Liam recalls meeting a friend who knew his sister and he told him he had seen her being put into the back of a squad car.

He eventually found her and a friend in Jervis Street Hospital where she was being treated for smoke inhalation.

"I stayed for two minutes, and I said, 'I have to get home. They don't know you're okay. I have to get home.’"

He stopped off on the way at the home of Maria’s friend to let them know she was okay. "Her mother opened the door in her robe, and I just said, ‘look, I've just been to Jervis Street Hospital. I've seen Maria and Catherine. They're okay.’"

"And she punched me in the chest. It was the weirdest thing. She just punched me in the chest, and she called me a liar because she'd been listening to the news reports and was convinced that there was hundreds dead and her daughter was dead. And I had to fend her off. And I just said, 'she's fine. I can't hang around with you. I've told you first. I haven't even told me mom.’"

"I hopped on the back of my bike, and it was 300 yards away. I ran in and told my mom, and then we had no way of getting the message to my dad, who was searching, and I didn't know where he was. It could have been anywhere. It was horrific."

"That was a pretty bad night, but it just got impossibly worse for the victims’ families. The first thing that everybody seemed to do was start finding excuses and trying to blame the people inside."

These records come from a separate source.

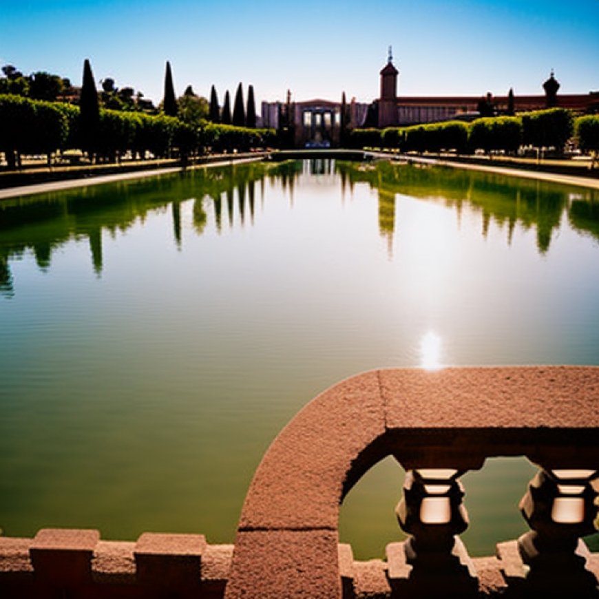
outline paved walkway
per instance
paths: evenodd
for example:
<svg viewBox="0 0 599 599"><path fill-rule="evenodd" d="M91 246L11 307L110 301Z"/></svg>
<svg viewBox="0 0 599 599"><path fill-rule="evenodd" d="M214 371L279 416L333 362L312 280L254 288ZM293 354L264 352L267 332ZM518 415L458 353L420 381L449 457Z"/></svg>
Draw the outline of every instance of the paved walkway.
<svg viewBox="0 0 599 599"><path fill-rule="evenodd" d="M313 151L315 154L316 150ZM466 162L445 160L443 158L429 158L420 156L398 156L397 154L388 154L383 152L368 152L372 156L388 158L390 160L401 160L406 162L420 162L422 164L439 165L444 167L451 167L456 169L467 169L473 171L483 171L489 173L496 173L514 177L523 177L527 179L537 179L542 181L550 181L554 183L562 183L567 185L577 185L592 189L599 189L599 178L580 177L575 175L563 175L558 173L547 173L541 171L528 171L525 169L516 169L503 166L491 166L490 165L469 164ZM262 160L263 155L255 157L239 158L237 160L224 160L214 162L207 162L190 167L189 169L200 169L208 167L222 167L230 165L233 162L241 163ZM156 169L151 171L134 171L128 173L118 173L112 175L99 175L96 177L87 177L80 179L70 179L62 181L50 181L45 183L36 183L32 185L23 185L17 187L8 187L0 189L0 200L9 198L19 198L23 196L31 196L34 193L45 193L49 191L61 191L65 189L73 189L77 187L84 187L88 185L99 185L102 183L112 183L115 181L126 181L132 179L142 179L147 177L154 177L158 175L167 175L180 171L178 167L169 167Z"/></svg>
<svg viewBox="0 0 599 599"><path fill-rule="evenodd" d="M389 157L388 154L380 154L381 156ZM525 169L516 169L510 167L491 166L490 165L470 164L467 162L444 160L443 158L428 158L420 156L397 156L396 159L402 161L420 162L422 164L439 165L443 167L451 167L454 169L467 169L471 171L484 171L487 173L496 173L500 175L508 175L511 177L522 177L525 179L537 179L541 181L551 181L554 183L563 183L565 185L578 185L582 187L590 187L592 189L599 189L599 178L591 177L580 177L576 175L563 175L559 173L547 173L543 171L529 171Z"/></svg>
<svg viewBox="0 0 599 599"><path fill-rule="evenodd" d="M214 162L204 162L189 167L188 170L208 168L210 167L223 167L227 165L240 164L262 160L262 156L255 158L239 158L237 160L224 160ZM87 187L88 185L100 185L103 183L113 183L116 181L127 181L132 179L143 179L158 175L169 175L181 171L180 167L169 167L155 170L131 171L128 173L117 173L112 175L98 175L96 177L83 177L78 179L67 179L61 181L48 181L45 183L35 183L32 185L21 185L17 187L7 187L0 189L0 200L9 198L20 198L22 196L32 196L34 193L46 193L50 191L63 191L65 189L74 189L76 187Z"/></svg>

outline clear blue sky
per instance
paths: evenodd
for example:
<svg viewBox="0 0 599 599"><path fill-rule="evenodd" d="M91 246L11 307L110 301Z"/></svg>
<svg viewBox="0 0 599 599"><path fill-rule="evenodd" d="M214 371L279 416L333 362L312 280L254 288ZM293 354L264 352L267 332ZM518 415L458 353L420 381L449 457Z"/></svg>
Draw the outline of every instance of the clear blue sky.
<svg viewBox="0 0 599 599"><path fill-rule="evenodd" d="M176 91L219 98L240 81L258 101L378 95L393 47L401 95L542 93L555 69L563 93L599 90L599 0L0 0L0 63L161 100Z"/></svg>

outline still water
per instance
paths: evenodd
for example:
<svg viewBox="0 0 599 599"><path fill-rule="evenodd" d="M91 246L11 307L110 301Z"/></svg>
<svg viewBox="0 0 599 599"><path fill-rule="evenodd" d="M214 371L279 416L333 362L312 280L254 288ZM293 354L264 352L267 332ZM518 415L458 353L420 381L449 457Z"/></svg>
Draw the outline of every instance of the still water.
<svg viewBox="0 0 599 599"><path fill-rule="evenodd" d="M599 364L597 191L306 161L3 201L0 527L231 542L262 454L330 385L542 364ZM472 554L526 529L534 472L463 477ZM346 498L357 557L401 538L403 476L388 459Z"/></svg>

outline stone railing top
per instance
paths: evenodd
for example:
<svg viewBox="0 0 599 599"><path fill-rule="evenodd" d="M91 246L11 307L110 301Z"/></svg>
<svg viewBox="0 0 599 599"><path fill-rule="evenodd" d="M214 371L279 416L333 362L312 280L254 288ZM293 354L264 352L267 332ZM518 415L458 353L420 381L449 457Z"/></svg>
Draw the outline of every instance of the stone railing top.
<svg viewBox="0 0 599 599"><path fill-rule="evenodd" d="M256 471L227 597L285 596L290 589L340 596L339 505L390 454L406 470L465 470L516 455L543 467L596 469L599 368L375 370L324 391L283 429Z"/></svg>

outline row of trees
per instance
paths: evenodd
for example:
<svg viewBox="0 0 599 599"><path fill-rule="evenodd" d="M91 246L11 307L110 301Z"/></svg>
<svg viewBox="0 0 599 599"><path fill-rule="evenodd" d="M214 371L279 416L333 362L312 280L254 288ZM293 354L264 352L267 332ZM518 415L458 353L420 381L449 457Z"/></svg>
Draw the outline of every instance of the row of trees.
<svg viewBox="0 0 599 599"><path fill-rule="evenodd" d="M272 146L274 131L202 121L200 126L165 114L100 108L97 118L59 102L0 95L0 151L9 168L23 154L45 154L49 164L59 150L78 149L98 160L118 161L129 152L139 158L176 156L187 160L207 151L244 151Z"/></svg>
<svg viewBox="0 0 599 599"><path fill-rule="evenodd" d="M520 147L554 149L562 153L574 137L583 151L599 151L599 116L578 118L563 108L551 108L517 116L484 117L470 124L447 121L405 127L357 129L350 143L354 147L386 147L401 151L458 154L516 152Z"/></svg>
<svg viewBox="0 0 599 599"><path fill-rule="evenodd" d="M12 65L5 65L0 75L0 94L21 96L31 100L78 102L79 88L71 81L59 75L38 72L24 75ZM231 107L231 95L227 91L221 108L214 85L210 93L210 101L196 94L191 85L183 94L177 98L173 81L172 69L167 62L165 74L165 92L162 103L156 107L151 100L144 98L141 92L129 86L118 87L114 79L107 77L100 81L98 101L100 106L113 110L145 112L156 114L162 112L167 116L178 116L185 123L198 125L202 119L236 127L255 127L256 109L253 87L247 90L247 103L244 101L243 87L237 88L235 103Z"/></svg>
<svg viewBox="0 0 599 599"><path fill-rule="evenodd" d="M218 95L213 85L210 90L210 103L204 98L196 96L189 86L178 101L176 99L175 87L170 63L167 62L165 75L165 97L162 109L169 116L180 116L190 124L198 124L200 119L207 118L211 123L233 125L235 127L256 126L256 107L253 85L248 87L247 104L244 101L243 85L240 83L235 94L233 112L231 109L231 94L225 92L224 102L221 109Z"/></svg>

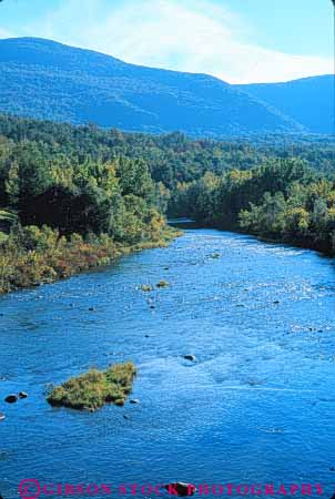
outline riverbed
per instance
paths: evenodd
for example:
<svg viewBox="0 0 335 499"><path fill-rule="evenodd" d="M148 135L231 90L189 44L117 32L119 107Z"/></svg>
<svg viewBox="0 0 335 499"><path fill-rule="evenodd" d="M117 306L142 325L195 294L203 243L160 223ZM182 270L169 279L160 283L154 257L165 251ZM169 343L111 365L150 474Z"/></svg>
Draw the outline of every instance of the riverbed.
<svg viewBox="0 0 335 499"><path fill-rule="evenodd" d="M214 230L1 297L1 495L17 498L29 478L318 482L331 497L334 297L331 258ZM47 404L50 384L129 359L140 404ZM3 401L20 390L29 397Z"/></svg>

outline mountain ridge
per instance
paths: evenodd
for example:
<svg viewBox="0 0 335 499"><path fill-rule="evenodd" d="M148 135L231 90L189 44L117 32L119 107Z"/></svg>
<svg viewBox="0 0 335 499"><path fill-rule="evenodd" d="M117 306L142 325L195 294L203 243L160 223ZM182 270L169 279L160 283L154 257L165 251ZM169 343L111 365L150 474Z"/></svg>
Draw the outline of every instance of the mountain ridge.
<svg viewBox="0 0 335 499"><path fill-rule="evenodd" d="M27 37L0 40L0 111L190 136L308 132L260 89Z"/></svg>

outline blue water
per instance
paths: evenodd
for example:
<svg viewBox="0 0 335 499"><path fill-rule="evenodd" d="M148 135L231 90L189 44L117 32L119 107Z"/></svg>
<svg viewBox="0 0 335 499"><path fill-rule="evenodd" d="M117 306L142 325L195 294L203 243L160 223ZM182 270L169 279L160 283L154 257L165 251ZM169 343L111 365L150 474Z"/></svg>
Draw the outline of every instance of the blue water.
<svg viewBox="0 0 335 499"><path fill-rule="evenodd" d="M161 279L171 287L140 289ZM34 478L319 482L331 497L334 296L329 258L189 230L168 248L2 297L1 495ZM139 405L87 414L45 403L50 383L126 359ZM3 401L20 390L29 398Z"/></svg>

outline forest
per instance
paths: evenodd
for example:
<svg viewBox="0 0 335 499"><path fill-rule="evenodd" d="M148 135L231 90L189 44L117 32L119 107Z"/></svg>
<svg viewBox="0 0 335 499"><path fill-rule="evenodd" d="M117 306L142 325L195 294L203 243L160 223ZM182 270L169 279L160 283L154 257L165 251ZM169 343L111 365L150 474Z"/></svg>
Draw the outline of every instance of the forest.
<svg viewBox="0 0 335 499"><path fill-rule="evenodd" d="M0 292L175 235L165 216L334 254L335 143L150 135L0 116Z"/></svg>

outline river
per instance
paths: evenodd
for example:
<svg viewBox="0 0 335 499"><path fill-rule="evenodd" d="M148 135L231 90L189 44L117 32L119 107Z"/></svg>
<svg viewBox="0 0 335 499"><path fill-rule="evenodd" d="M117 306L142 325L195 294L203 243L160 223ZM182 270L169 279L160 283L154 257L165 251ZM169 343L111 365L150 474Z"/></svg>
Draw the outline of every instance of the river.
<svg viewBox="0 0 335 499"><path fill-rule="evenodd" d="M161 279L171 286L139 288ZM1 495L17 498L33 478L319 482L331 497L334 296L329 258L187 230L168 248L1 297ZM94 414L47 404L48 384L128 359L140 404ZM3 401L20 390L29 397Z"/></svg>

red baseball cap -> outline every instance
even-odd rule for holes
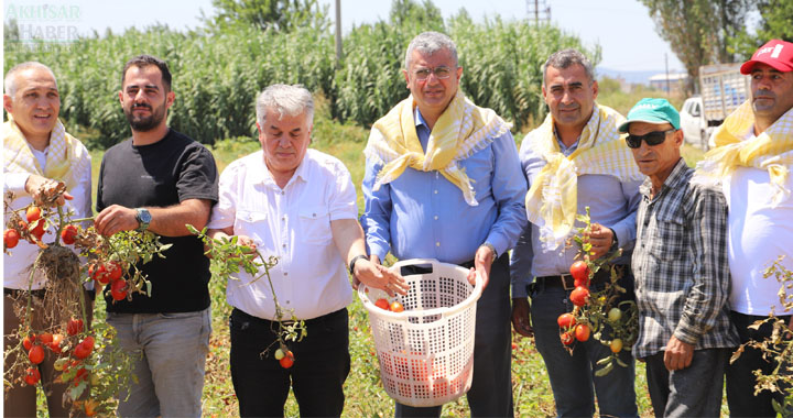
[[[793,72],[793,43],[780,40],[767,42],[741,65],[741,74],[751,74],[758,63],[768,64],[782,73]]]

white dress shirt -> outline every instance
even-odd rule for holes
[[[82,145],[80,145],[82,146]],[[46,153],[48,151],[48,147],[44,150],[43,152],[32,150],[33,155],[39,160],[39,163],[41,164],[42,168],[45,168],[46,164]],[[86,158],[89,160],[87,164],[82,164],[80,166],[84,167],[83,173],[77,174],[77,178],[79,178],[79,183],[72,188],[72,190],[68,190],[68,193],[74,197],[73,200],[66,200],[66,205],[64,206],[64,210],[68,211],[72,210],[72,219],[78,219],[78,218],[87,218],[91,216],[91,173],[90,173],[90,156],[88,155],[88,152],[85,152]],[[25,183],[28,182],[28,177],[30,174],[28,173],[9,173],[3,172],[3,195],[7,191],[12,191],[14,194],[14,199],[11,201],[8,208],[6,210],[19,210],[24,208],[25,206],[30,205],[33,199],[31,195],[25,191]],[[21,213],[22,218],[24,219],[24,213]],[[53,219],[53,221],[56,221],[56,218]],[[3,216],[3,224],[7,224],[9,221],[8,215]],[[84,224],[84,228],[88,227],[88,224]],[[57,231],[57,228],[55,226],[52,226],[45,231],[44,237],[42,237],[43,242],[53,242],[55,241],[55,232]],[[70,245],[67,245],[70,246]],[[36,255],[39,254],[39,246],[35,244],[31,244],[28,241],[20,240],[19,244],[14,246],[13,249],[10,249],[8,251],[8,254],[3,256],[3,287],[9,289],[28,289],[29,285],[30,288],[33,290],[37,290],[41,288],[44,288],[44,275],[41,272],[36,272],[33,277],[33,283],[30,283],[30,274],[31,274],[31,265],[36,258]],[[91,288],[90,286],[87,286],[88,288]]]
[[[220,175],[220,200],[208,227],[233,227],[233,234],[250,237],[265,260],[276,256],[270,277],[286,310],[285,319],[291,317],[289,310],[300,319],[312,319],[352,301],[330,221],[357,217],[355,187],[339,160],[307,150],[282,189],[264,164],[264,153],[258,151],[235,161]],[[248,315],[274,320],[267,276],[252,279],[245,272],[229,279],[227,301]]]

Saying it was ‘exactly like’ what happened to the victims of the Hillsborough disaster, where the victims were blamed, he added: "It took them so many years to be exonerated purely... because they were working class."

Cunningham recalled a powerful speech by former RTÉ reporter Charlie Bird at the Stardust Memorial who, he said was "absolutely wonderful because he was on the scene that night."

"He was fearless. Everybody was thinking it, but it took Charlie to say it. And Charlie said: 'if this had happened in Annabelle’s or anywhere around Dublin 4 or Dublin 6 or whatever, the inquiries wouldn't have been going on for 40, 50 years...’"

"People were abandoned. These working class people were blamed. It was disgusting. And it's still going on, the disregard. So the people just felt swept under the carpet and were full of anger and quite rightly."

The new inquests into the deaths of the 48 who dies in the Stardust are due to begin on April 19.